Trump Says You Can Declassify Something 'Even by Thinking About It'

Former President Donald Trump is defending his handling of sensitive government records, telling Fox News host Sean Hannity that the president can declassify materials with just a thought.

Trump made the remarks Wednesday evening in response to litigation that's increasingly centering on whether Trump properly declassified thousands of documents seized by FBI agents from his Mar-a-Lago home in Florida. Speaking to Hannity at Mar-a-Lago, Trump reiterated his claim that he declassified the documents in addition to declaring a sweeping new ability for the president to do so.

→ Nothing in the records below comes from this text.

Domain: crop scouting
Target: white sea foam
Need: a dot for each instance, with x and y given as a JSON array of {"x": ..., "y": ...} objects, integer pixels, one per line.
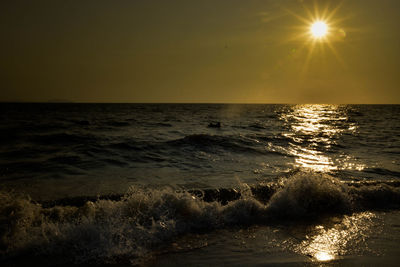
[{"x": 146, "y": 219}]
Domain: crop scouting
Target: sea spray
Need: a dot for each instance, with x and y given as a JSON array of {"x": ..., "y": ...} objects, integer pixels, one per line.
[{"x": 144, "y": 219}]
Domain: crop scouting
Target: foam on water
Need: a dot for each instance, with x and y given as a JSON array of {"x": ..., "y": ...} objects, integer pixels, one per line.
[{"x": 143, "y": 220}]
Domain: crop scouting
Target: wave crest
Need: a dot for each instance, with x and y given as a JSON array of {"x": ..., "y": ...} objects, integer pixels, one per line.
[{"x": 141, "y": 221}]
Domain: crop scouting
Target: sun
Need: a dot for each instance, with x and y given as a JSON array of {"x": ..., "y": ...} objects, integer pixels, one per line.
[{"x": 319, "y": 29}]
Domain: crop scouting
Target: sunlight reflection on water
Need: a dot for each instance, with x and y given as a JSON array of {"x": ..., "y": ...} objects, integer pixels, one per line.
[
  {"x": 314, "y": 129},
  {"x": 330, "y": 243}
]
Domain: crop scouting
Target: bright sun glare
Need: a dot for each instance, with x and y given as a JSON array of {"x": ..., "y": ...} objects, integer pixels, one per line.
[{"x": 319, "y": 29}]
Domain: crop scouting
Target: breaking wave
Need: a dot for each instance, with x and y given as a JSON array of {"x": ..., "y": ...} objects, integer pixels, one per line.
[{"x": 133, "y": 226}]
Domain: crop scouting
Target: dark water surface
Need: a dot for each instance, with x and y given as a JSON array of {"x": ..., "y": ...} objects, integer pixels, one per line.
[{"x": 316, "y": 181}]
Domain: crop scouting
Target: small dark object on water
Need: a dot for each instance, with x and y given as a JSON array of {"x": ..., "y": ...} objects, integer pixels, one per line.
[{"x": 214, "y": 124}]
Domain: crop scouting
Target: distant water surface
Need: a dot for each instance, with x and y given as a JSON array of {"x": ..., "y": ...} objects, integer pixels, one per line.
[{"x": 306, "y": 161}]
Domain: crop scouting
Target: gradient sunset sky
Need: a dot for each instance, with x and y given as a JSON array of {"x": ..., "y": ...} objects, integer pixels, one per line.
[{"x": 213, "y": 51}]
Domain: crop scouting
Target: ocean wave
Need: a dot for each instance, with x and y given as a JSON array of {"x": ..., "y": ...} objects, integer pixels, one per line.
[
  {"x": 133, "y": 225},
  {"x": 216, "y": 143}
]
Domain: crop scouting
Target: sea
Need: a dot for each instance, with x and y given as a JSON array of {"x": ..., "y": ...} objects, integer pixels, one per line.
[{"x": 199, "y": 184}]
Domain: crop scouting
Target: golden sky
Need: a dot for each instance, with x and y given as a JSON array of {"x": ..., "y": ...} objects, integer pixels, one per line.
[{"x": 214, "y": 51}]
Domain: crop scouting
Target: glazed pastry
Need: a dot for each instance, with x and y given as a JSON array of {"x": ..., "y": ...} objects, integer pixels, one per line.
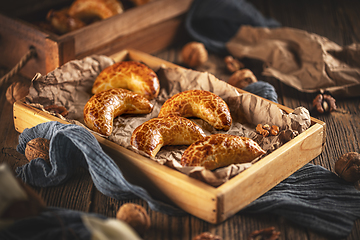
[
  {"x": 102, "y": 108},
  {"x": 199, "y": 103},
  {"x": 152, "y": 135},
  {"x": 220, "y": 150},
  {"x": 87, "y": 10},
  {"x": 62, "y": 22},
  {"x": 130, "y": 75}
]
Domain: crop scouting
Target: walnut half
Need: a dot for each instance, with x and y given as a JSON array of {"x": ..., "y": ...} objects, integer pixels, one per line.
[{"x": 324, "y": 103}]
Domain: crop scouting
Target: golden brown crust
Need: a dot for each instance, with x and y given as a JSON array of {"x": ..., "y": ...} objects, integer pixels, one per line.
[
  {"x": 158, "y": 132},
  {"x": 199, "y": 103},
  {"x": 102, "y": 108},
  {"x": 219, "y": 150},
  {"x": 130, "y": 75},
  {"x": 91, "y": 9}
]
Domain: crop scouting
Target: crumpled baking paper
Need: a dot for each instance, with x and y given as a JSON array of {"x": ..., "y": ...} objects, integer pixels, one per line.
[
  {"x": 303, "y": 60},
  {"x": 70, "y": 86}
]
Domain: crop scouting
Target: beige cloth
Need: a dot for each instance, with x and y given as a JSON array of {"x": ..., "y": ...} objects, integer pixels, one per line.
[{"x": 303, "y": 60}]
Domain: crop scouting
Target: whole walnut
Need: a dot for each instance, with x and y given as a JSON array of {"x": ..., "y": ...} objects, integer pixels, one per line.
[
  {"x": 348, "y": 166},
  {"x": 38, "y": 148},
  {"x": 194, "y": 54},
  {"x": 134, "y": 215}
]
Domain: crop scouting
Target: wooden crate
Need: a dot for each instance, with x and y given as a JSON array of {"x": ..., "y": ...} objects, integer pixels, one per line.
[
  {"x": 212, "y": 204},
  {"x": 148, "y": 28}
]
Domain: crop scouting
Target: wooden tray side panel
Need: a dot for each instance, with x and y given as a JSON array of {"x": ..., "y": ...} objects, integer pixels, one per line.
[
  {"x": 271, "y": 170},
  {"x": 149, "y": 40},
  {"x": 131, "y": 21}
]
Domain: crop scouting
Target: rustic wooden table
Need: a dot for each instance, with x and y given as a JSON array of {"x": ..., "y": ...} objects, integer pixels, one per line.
[{"x": 337, "y": 20}]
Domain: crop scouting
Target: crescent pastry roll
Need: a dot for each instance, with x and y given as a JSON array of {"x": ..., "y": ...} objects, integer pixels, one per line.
[
  {"x": 130, "y": 75},
  {"x": 199, "y": 103},
  {"x": 220, "y": 150},
  {"x": 103, "y": 107},
  {"x": 152, "y": 135}
]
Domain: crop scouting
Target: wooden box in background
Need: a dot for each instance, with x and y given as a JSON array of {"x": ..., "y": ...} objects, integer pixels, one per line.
[{"x": 148, "y": 28}]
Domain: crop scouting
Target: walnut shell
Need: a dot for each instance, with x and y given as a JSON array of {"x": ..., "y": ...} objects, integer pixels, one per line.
[
  {"x": 134, "y": 215},
  {"x": 194, "y": 54},
  {"x": 348, "y": 166},
  {"x": 38, "y": 148}
]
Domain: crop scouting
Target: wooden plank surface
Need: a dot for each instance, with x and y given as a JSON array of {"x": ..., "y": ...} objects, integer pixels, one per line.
[{"x": 337, "y": 20}]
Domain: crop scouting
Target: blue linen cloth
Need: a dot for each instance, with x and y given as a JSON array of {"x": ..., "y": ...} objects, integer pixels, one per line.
[
  {"x": 214, "y": 22},
  {"x": 52, "y": 223}
]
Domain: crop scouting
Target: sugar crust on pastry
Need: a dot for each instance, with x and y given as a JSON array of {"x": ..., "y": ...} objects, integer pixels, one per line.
[
  {"x": 130, "y": 75},
  {"x": 199, "y": 103},
  {"x": 155, "y": 133},
  {"x": 103, "y": 107},
  {"x": 90, "y": 9},
  {"x": 220, "y": 150}
]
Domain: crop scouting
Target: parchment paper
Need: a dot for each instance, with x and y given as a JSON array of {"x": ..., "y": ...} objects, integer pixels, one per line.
[
  {"x": 303, "y": 60},
  {"x": 70, "y": 86}
]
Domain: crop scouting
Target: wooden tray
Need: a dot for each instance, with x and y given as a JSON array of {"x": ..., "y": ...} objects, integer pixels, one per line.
[
  {"x": 212, "y": 204},
  {"x": 148, "y": 28}
]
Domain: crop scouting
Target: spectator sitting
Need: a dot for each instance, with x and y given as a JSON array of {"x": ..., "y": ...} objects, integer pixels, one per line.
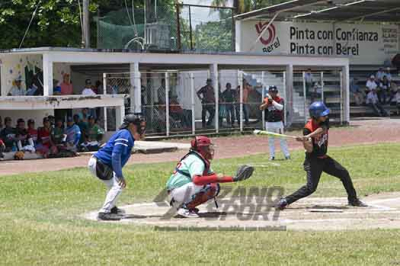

"You can declassify just by saying it's declassified, even by thinking about it. Because you're sending it to Mar-a-Lago or to wherever you're sending," said Trump. "And it doesn't have to be a process. There can be a process, but there doesn't have to be. You're the president. You make that decision. So when you send it, it's declassified. Because I declassified everything."

Donald Trump at Rally
Former President Donald Trump speaks to supporters at a rally to support local candidates at the Mohegan Sun Arena on September 3, 2022, in Wilkes-Barre, Pennsylvania. Trump told Fox News host Sean Hannity on Wednesday that the president can declassify documents "even by thinking about it." Spencer Platt/Getty Images

FBI agents carried out a court-approved search of Trump's home in August as part of a Department of Justice (DOJ) investigation into whether the former president was hoarding classified and other sensitive documents. Trump responded with a civil lawsuit that successfully sought the appointment of a special master, an independent arbiter to sort out private materials hauled away by FBI agents.

DOJ lawyers have argued in court filings that Trump has not proven that he declassified the documents. Trump's legal team additionally has not argued that the documents were declassified.

Judge Raymond Dearie, the recently appointed special master in the case, asked Trump's lawyers to provide details on the former president's declassification of documents. Trump's legal team earlier this week objected and suggested that doing so would mean disclosing their defense to a potential future indictment of the former president.

Dearie reportedly told Trump's lawyers during a hearing Tuesday that they cannot "have your cake and eat it too."

Others have disputed Trump's claim that he declassified documents he took to Mar-a-Lago at the end of his presidency—including members of his inner circle.

Mick Mulvaney, who served as Trump's acting chief of staff from January 2019 to March 2020, said during a Newsmax interview in August that there's "a formal structure" to declassifying documents.

"You can't just sort of stand over a box of documents, wave your hand and say these are all declassified," he said. "That's not how the system works."

Other high-ranking members of Trump's administration, including former Chief of Staff John Kelly and former national security adviser John Bolton, said they were unaware of any "standing order" to declassify documents taken to his residence.

Newsweek reached out to the DOJ for comment.